Christianity is great, and this is not an attack on that religion. Worship the Christ, and all that. Commercialism and Christmas are an obvious and oft-called out pairing. That's tacky, and I agree. In 2020, though, it might not be a good idea to prop up your local community with some liquid cash since the government doesn't seem too interested. They've shut down California for safety, and there are bodies piling up around the country. People still gotta eat, though, they gotta pay those bills. It's a no-win situation for a lot of folks. I don't blame people who feel aggrieved over the economic impacts that resulted from the safety-based protocol.
In that regard I have been spared much distress since I have a steady State job and Union backing. I also purchased my home this year, which brings me a modicum of stability (if not a greater sense of responsibility). I am very much cash poor, but I have enough to get by, and when I invest in things around the house, I invest in myself. The house is also a welcome distraction during lock down when social interaction is extremely limited. Even when I do go out in Grass Valley I avoid big crowds, I always wear a mask near others, and I am very loathe to be inside for any duration without my mask on.
The State closed our offices earlier this month, and doesn't have any plans to reopen them any time before the end of December. I question that timeline, however, given that many people will probably be congregating in the days immediately prior (you know, the reason for the season) so it would seem counterproductive to then bring people back together after such events when the whole point is to limit contact. But who knows? With the talk of a vaccine, we may be back in the office sooner than many people think. Or not, if the situation changes. That's been the lesson of 2020.
Speaking of Coronavirus, COVID-19, pandemics and the intersectionality of politics, remember when Trump said that it would just magically go away? The man gets away with so much, but just that now in the cold light of winter should have the man ridden out of town on a rail. But he won't, because 2020. I am in the camp that thinks Donald Trump either forts up in Florida, or actually does go abroad at some point to avoid creditors, justice, etc. He wants to remain in control, and that's a pretty obvious path to controlling the narrative. Trump Island. Just you watch.

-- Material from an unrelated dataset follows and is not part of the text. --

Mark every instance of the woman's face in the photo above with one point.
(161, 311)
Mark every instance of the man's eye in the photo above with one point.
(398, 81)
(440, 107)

I know a lot of people are down in the dumps this holiday season for many of the reasons highlighted above. People get down in the dumps this time of year anyways, for a variety of reasons. 2020 is just compounding it. This year, however, I'm not feeling so bad. Having abandoned the holiday and the trappings of Christianity this year (Happy 5781, everyone!), I'm not really missing anything. In all honesty, I don't have many fond memories of Christmas. I didn't have a normal home life growing up, so I have no memories of a first Christmas and trees, and fireplaces, etc. To be honest, it's a relief to have distance from the whole affair. I admit that I have enjoyed the practice of Christmas cards in years past, and that's something I intend to keep doing, even if only as a "Happy Holidays" card (it's not all Christians!). But I am not missing the holiday parties and expectations that accompanied the season for me previously. I lit the menorah this year (a digital one, lit by USB cord) and I'm not getting a tree. Hanukah was great, and began this year on Shabbat. Christmas, as it turns out, will be the same way! So, in some fashion I will be celebrating Christmas this year, just as a Shabbat dinner alone in social isolation. Happy 2020, everyone!